Ele não é disso, como comprova o reconhecimento honesto no capítulo final (intitulado ‘As Dez Perguntas que Mais me Fazem’), ao responder à questão ‘o que leva um jornalista a correr o risco de cobrir uma guerra?’. Se fosse cabotino, ficaria apenas na segunda parte de sua resposta (‘esse compromisso entre romântico e missionário que todo jornalista leva consigo de estar onde a notícia estiver, para denunciar a injustiça, a iniqüidade, o preconceito’).
Como José Hamilton não é cabotino, sua resposta começa com a admissão de que outros motivos para correr esse risco são: ‘um pouco, vaidade, um pouco, espírito de aventura, um pouco, ambição profissional’. Melhor assim.
Safra de edições
Apesar do desconforto inicial que o título infeliz possa provocar, este é mais um volume importante na bem-vinda safra de edições de textos importantes na história do jornalismo brasileiro e mundial que têm aparecido no mercado nos últimos seis anos.
A edição é bem cuidada. Cada reportagem é precedida de duas páginas que oferecem o contexto da época em que ela foi originalmente publicada e desdobramentos do tema nos anos seguintes; fotos dos personagens da matéria são reproduzidas bem como das capas dos veículos em que saíram pela primeira vez.
Das oito reportagens reproduzidas no livro, cinco foram da revista ‘Realidade’. Quem nasceu depois dos anos 1960 não teve a chance de conviver com aquele veículo, que foi, como diz José Hamilton Ribeiro em sua nota introdutória, ‘um avanço no jornalismo deste país, principalmente no jornalismo de ‘longo-curso’, de profundidade, o jornalismo de texto e de autor’.
Jornalismo de hoje
O autor pergunta se ‘Realidade’ e seus textos ‘gordos’ ainda caberiam no jornalismo de hoje. A pergunta já embute a resposta de que, na opinião dele, não. É discutível.

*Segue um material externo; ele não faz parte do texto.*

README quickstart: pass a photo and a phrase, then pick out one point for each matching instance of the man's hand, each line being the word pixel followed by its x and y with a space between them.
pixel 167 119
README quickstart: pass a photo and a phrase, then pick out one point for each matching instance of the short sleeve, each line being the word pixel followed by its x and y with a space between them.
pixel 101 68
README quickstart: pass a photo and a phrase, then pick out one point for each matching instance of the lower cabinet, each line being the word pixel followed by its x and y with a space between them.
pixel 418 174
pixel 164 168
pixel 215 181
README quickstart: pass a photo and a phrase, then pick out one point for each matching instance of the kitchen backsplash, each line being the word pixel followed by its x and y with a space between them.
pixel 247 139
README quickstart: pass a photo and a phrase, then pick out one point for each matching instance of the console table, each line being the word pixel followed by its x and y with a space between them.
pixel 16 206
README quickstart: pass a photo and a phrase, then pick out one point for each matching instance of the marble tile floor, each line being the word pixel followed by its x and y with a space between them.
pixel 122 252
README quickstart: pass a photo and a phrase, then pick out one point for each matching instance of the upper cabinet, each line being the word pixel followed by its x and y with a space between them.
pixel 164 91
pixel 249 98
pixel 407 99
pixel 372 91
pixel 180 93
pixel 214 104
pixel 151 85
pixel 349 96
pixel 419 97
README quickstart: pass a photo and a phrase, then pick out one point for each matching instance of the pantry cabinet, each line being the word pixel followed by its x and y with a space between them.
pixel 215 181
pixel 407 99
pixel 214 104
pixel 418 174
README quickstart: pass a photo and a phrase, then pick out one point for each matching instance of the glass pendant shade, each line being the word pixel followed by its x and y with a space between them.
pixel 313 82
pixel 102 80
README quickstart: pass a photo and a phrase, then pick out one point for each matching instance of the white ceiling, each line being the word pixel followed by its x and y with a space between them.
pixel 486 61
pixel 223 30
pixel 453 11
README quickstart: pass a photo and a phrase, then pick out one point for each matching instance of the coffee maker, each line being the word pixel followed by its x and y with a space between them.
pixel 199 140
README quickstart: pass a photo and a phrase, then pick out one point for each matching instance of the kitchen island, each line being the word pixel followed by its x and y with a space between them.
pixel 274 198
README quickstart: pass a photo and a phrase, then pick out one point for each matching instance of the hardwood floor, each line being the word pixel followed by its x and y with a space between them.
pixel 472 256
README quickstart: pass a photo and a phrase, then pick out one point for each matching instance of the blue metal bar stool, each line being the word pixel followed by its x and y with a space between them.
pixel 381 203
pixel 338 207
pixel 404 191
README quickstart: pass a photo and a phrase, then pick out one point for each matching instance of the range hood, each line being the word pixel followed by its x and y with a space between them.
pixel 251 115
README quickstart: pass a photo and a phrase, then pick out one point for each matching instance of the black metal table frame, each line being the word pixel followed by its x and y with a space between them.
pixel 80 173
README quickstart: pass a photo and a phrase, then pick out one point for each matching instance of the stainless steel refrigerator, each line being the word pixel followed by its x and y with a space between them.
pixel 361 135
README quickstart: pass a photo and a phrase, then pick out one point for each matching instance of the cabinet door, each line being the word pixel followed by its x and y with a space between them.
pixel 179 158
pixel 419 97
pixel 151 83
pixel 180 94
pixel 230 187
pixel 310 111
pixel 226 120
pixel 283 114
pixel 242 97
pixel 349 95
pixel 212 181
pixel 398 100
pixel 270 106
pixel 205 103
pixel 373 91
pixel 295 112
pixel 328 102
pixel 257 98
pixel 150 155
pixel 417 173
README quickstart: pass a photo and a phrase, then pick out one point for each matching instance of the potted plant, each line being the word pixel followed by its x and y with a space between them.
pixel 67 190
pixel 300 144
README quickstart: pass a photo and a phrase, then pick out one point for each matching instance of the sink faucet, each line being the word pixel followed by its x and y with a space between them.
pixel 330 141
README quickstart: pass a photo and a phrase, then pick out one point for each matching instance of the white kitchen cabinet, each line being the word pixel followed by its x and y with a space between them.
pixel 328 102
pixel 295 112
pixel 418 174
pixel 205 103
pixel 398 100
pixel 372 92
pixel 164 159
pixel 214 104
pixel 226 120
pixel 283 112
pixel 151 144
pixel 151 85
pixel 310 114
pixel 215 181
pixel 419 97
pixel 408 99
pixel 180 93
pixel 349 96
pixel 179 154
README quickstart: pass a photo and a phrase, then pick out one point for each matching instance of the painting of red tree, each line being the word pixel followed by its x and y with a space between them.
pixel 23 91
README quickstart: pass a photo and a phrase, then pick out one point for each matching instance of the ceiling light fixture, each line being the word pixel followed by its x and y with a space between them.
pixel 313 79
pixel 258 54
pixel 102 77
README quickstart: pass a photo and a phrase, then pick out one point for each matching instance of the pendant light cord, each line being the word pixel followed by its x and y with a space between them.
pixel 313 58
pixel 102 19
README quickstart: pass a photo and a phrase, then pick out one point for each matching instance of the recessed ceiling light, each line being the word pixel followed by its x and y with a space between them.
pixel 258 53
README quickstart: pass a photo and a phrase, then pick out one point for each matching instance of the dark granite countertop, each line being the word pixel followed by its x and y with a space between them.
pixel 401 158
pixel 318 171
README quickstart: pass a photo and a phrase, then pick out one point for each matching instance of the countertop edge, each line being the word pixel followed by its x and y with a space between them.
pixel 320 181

Se é verdade que não parece haver atualmente grande quantidade de consumidores dispostos a pagar por uma revista ou jornal do tipo ‘Realidade’, o simples fato de tantos livros com reproduções de matérias desse tipo estarem sendo publicados parece ser uma indicação de que algum público para elas deve existir.
Talvez o problema esteja no grau de expectativa de popularidade que os apreciadores dessa espécie de jornalismo têm.
Assim como o rádio, após a disseminação da TV, deixou de ser o veículo das multidões, mas nem por isso desapareceu ou deixou de produzir programas de bom nível, pode ser que as chamadas ‘grandes reportagens’ possam sobreviver em publicações com pequena tiragem, dirigidas para um nicho de leitores sofisticados e de alto poder aquisitivo. É possível se satisfazer com isso?
De qualquer modo, ainda que José Hamilton esteja certo e não haja mais lugar para periódicos como ‘Realidade’, vale a pena ler ou reler os textos que ele produziu. Eles mostram como um jornalista pode ser preciso, correto, atrativo, inteligente e compreensível ao tratar de temas científicos de alta complexidade -como um transplante de rim- ou de grande interesse humano, como os combates no Vietnã.
CARLOS EDUARDO LINS DA SILVA é diretor de relações institucionais da Patri Relações Governamentais & Políticas Públicas. É membro do Grupo de Análise de Conjuntura Internacional da USP, do Centro Brasileiro de Relações Internacionais e do conselho editorial da ‘Revista de Política Externa’
O REPÓRTER DO SÉCULO
Autor: José Hamilton Ribeiro
Editora: Geração Editorial
Quanto: R$ 34,90 (238 págs.)’
TELEVISÃO
Avanço da Record e cobertura ‘over’ da Copa marcam 2006
‘O ano de 2006 mal começava, e a Globo tomava um susto. Uma novela da Record, ‘Prova de Amor’, quase deixou o ‘Jornal Nacional’ para trás no Ibope.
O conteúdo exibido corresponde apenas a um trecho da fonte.